YES, is my answer to the other Mask question on
this same PM release. I do need a break from my
N-95 or KN-95 mask between patients sometimes,
but it will potentially save your life in the
short term and long term along with the other
items mentioned. The N95/KN-95 masks do reduce
the contraction of viral infections and
additionally, the inhalation of dust from routine
foot care.... so, if there is a silver lining to
the COVID 19 for routine foot care. masks are not
only helpful preventives but make the use of
masks more frequent, acceptable, and now,
actually fashionable. Standard Surgical masks to
not work to prevent either problem as effectively
but simply limit you contaminating a surgical
site in the OR or Office.
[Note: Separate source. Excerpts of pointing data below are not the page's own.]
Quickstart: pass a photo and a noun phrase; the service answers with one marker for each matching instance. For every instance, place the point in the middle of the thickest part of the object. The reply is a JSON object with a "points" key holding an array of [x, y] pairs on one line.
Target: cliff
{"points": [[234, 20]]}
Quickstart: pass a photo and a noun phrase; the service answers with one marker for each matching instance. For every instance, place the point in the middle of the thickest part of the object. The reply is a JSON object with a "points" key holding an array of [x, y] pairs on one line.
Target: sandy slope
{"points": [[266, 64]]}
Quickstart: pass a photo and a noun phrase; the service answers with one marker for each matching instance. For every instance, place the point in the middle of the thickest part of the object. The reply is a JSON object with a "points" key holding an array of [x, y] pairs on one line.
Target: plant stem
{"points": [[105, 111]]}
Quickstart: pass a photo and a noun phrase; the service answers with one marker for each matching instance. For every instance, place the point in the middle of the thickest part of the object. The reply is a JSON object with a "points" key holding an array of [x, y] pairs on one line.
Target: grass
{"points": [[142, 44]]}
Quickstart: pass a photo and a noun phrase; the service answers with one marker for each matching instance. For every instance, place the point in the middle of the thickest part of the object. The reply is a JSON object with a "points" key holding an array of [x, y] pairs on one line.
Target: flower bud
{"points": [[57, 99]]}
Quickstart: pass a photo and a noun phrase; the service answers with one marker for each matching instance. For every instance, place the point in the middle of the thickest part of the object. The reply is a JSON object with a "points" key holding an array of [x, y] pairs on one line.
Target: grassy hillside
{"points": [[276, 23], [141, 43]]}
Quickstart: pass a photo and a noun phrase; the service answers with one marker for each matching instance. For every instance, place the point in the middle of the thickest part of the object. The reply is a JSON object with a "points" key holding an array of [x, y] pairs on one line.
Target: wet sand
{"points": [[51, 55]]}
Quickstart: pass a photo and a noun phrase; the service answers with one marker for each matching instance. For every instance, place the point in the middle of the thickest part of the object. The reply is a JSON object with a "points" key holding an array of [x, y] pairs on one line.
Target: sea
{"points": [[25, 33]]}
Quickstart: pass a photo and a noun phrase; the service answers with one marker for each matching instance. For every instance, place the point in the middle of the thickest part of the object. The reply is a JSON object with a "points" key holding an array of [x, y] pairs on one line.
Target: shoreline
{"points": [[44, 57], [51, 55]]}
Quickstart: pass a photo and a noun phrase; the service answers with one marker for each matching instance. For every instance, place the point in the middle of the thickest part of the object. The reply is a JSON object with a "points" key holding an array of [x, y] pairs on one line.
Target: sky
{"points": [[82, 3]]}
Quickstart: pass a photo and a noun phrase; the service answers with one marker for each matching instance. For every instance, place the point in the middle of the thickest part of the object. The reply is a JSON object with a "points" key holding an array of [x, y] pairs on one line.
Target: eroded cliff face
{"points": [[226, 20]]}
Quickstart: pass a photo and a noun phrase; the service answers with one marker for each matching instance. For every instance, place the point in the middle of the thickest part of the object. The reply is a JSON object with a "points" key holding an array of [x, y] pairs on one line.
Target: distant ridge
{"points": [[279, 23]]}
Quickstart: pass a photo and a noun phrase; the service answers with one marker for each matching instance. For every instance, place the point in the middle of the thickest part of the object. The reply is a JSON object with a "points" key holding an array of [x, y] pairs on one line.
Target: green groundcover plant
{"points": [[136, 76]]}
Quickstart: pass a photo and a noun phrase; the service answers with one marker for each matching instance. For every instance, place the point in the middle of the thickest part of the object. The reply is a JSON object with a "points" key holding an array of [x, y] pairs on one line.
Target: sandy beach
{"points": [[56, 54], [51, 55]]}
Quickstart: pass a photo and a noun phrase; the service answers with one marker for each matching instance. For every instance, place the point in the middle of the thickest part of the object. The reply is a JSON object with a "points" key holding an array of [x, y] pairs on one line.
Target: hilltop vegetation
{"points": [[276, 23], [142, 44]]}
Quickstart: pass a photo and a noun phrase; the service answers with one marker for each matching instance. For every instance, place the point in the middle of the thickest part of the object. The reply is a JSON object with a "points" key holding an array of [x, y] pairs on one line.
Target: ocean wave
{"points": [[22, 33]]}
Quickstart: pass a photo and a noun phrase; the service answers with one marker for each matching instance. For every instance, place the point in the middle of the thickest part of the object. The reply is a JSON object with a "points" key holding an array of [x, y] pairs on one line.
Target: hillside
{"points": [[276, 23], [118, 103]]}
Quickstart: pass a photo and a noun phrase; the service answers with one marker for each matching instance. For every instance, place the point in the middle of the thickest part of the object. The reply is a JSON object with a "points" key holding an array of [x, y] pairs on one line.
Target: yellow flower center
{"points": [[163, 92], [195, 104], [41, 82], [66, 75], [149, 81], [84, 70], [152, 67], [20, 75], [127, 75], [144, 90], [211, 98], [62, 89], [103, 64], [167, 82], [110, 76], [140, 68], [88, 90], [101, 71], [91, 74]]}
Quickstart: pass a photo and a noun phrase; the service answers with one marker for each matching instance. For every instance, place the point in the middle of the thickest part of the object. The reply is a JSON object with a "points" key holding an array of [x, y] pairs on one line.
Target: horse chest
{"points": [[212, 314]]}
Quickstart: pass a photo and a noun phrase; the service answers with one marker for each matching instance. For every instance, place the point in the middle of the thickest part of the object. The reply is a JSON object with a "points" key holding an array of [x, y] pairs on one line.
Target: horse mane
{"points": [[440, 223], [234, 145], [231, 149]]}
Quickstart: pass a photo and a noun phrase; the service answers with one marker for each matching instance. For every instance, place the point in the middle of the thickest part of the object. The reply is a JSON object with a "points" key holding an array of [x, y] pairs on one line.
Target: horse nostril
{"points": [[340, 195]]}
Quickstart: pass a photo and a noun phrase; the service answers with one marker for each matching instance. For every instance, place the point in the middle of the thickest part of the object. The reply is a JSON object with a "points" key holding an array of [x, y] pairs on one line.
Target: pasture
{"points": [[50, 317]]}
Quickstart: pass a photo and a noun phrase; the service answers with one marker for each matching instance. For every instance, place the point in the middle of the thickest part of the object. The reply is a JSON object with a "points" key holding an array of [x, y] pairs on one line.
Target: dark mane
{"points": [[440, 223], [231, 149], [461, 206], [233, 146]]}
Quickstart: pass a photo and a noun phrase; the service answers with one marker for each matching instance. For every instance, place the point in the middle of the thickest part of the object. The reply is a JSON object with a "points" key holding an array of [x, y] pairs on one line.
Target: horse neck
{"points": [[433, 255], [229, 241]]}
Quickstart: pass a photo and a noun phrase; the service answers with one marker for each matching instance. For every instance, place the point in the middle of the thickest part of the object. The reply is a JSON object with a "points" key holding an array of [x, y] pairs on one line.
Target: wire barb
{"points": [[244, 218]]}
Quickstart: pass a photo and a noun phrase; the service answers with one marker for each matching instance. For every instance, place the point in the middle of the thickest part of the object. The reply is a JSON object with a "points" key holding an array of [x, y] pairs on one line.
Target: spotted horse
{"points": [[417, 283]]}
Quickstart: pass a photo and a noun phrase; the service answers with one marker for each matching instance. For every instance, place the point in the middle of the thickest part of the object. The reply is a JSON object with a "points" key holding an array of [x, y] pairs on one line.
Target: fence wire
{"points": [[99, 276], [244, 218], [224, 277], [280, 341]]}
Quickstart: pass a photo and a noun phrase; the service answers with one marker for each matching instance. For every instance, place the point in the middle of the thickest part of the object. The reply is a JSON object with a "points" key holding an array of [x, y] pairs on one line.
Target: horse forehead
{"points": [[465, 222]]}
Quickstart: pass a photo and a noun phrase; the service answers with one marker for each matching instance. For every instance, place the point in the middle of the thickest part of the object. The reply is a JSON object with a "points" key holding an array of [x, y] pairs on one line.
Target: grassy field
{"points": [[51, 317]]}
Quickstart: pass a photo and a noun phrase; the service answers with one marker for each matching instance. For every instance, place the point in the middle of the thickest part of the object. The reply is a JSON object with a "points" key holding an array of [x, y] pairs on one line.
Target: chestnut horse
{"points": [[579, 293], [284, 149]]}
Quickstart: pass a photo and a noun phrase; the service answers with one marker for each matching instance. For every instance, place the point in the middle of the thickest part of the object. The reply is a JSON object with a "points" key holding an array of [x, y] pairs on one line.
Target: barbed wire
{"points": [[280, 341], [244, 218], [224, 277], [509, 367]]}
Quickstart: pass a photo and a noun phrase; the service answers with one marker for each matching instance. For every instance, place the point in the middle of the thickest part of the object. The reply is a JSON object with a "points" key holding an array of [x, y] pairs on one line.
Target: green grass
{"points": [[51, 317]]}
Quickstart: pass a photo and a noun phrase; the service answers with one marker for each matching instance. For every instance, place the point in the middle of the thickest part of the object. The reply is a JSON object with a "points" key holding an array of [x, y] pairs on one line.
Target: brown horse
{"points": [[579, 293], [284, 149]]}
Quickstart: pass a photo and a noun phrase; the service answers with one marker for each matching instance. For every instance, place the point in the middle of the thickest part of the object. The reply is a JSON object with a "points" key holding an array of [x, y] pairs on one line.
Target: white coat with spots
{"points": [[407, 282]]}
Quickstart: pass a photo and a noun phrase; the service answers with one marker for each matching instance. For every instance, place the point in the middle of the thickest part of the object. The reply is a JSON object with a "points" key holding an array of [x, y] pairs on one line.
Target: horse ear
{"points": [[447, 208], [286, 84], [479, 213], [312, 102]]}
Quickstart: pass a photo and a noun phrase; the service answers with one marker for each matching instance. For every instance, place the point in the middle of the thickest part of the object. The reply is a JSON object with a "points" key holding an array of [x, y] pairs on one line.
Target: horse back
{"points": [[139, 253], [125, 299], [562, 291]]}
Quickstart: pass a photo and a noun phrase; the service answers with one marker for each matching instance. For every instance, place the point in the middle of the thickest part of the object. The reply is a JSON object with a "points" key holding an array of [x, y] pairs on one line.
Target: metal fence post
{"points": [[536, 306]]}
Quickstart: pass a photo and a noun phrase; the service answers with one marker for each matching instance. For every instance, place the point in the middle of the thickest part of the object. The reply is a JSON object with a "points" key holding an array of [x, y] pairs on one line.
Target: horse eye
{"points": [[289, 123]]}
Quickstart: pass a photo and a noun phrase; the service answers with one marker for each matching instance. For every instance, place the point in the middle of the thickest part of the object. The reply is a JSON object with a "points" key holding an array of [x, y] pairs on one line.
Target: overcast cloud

Is a standard surgical
mask better than nothing for routine foot
care?....YES. I can say that with more conviction
than the team of medical experts that said “masks
are not necessary” during the COVID 19 crisis.

Finally to kick a dead horse, If podiatrists are
continued to be considered the "experts" in foot
careyou need to be autoclaving all your
instruments...period and the use of EFFECTIVE HL
surface disinfectants- period.
QACs are simple detergents, should not be
advertised as HL disinfectants in my opinion and
per the CDC and other liquids for instrument
disinfection don't work as advertised, are banned
for inappropriate instrument "sterilization" in
some US communities, the EPA allowable dilution
mixing factors defy medical intelligence, QACs
don't kill 100% any of the organisms you need to
kill and don't meet the current redefinition of
the 1968 Earl Spalding Classification systems
that is still erroneously considered the Gold
Standard of Disinfection when dentists abandoned
that approach 35 years ago.

It is shocking in this COVID 19 crisis most of
the US medical system for medical offices and
some podiatric teaching schools still depends on
a system of disinfection written 52 years ago as
much has been gleaned about bacteria, viruses,
fungus, sanitation, disinfection, disinfectants
and sterilization methods since then.

Hospitals with updated infection control prohibit
the old podiatric residency director’s approach
of keeping a pair of nail nippers in your intern
jacket pocket and whip them out to service
patients in the I-ICU, MICU or SICU at will. The
ACMFCE's "Deception in Disinfection" lecture
series has the new simplistic chartered proposed
national foot care standards if you want to view
them in upcoming seminars.

You, the licensed podiatrist and you the
podiatric student need to deliver that foot care
at the most professional level or get ready to
hang up your nippers as other professionals stand
by ready to provide routine foot care with more
appropriate protection to the practitioner and to
the patient as well.

It is embarrassing to defend to my students that
some podiatrists still take one pair of nail
nippers to a nursing homes and service 30
patients a day and the patients are lucky if the
"expert" podiatrist wipe the nippers off between
visits with alcohol or a BAC wipe. Nurses shake
their head when some podiatrists come through the
door. It is not defensible in conversation,
education or in a legal arena if a cited
infection occurs.

The APMA is not an enforcement body and feels
promoting national higher standards is a state
issue, and they are tired of my phone calls and I
am tired of calling, so I am encouraging each
state podiatric association to adopt higher
standards at the state level that you control.

Podiatry will continue to lose many levels of
basic foot services if we all don't all work
together for national standards in infection
control for routine foot care. It is already
happening now; we are not going to stop other
practitioners from providing foot care but we
need to reverse it by doing the basics better
than the other upcoming providers of foot care.